Dey Nicolas, Blanc-Feraud Laure, Zimmer Christophe, Roux Pascal, Kam Zvi, Olivo-Marin Jean-Christophe, Zerubia Josiane
Ariana Group, INRIA/I3S, 2004 route des Lucioles-BP93, 06902 Sophia Antipolis, France.
Microsc Res Tech. 2006 Apr;69(4):260-6. doi: 10.1002/jemt.20294.

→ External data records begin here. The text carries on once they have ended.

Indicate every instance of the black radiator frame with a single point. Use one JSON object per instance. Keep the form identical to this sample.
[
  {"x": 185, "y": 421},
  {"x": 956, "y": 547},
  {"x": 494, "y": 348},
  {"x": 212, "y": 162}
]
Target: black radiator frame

Confocal laser scanning microscopy is a powerful and popular technique for 3D imaging of biological specimens. Although confocal microscopy images are much sharper than standard epifluorescence ones, they are still degraded by residual out-of-focus light and by Poisson noise due to photon-limited detection. Several deconvolution methods have been proposed to reduce these degradations, including the Richardson-Lucy iterative algorithm, which computes maximum likelihood estimation adapted to Poisson statistics. As this algorithm tends to amplify noise, regularization constraints based on some prior knowledge on the data have to be applied to stabilize the solution. Here, we propose to combine the Richardson-Lucy algorithm with a regularization constraint based on Total Variation, which suppresses unstable oscillations while preserving object edges. We show on simulated and real images that this constraint improves the deconvolution results as compared with the unregularized Richardson-Lucy algorithm, both visually and quantitatively.
共聚焦激光扫描显微镜是一种用于生物样本三维成像的强大且常用的技术。尽管共聚焦显微镜图像比标准落射荧光图像清晰得多,但由于光子限制检测导致的残余离焦光和泊松噪声,它们仍然会退化。已经提出了几种去卷积方法来减少这些退化,包括理查森 - 露西迭代算法,该算法计算适用于泊松统计的最大似然估计。由于该算法倾向于放大噪声,因此必须应用基于数据的一些先验知识的正则化约束来稳定解。在这里,我们建议将理查森 - 露西算法与基于总变分的正则化约束相结合,该约束在保留物体边缘的同时抑制不稳定振荡。我们在模拟图像和真实图像上表明,与未正则化的理查森 - 露西算法相比,这种约束在视觉和定量方面都改善了去卷积结果。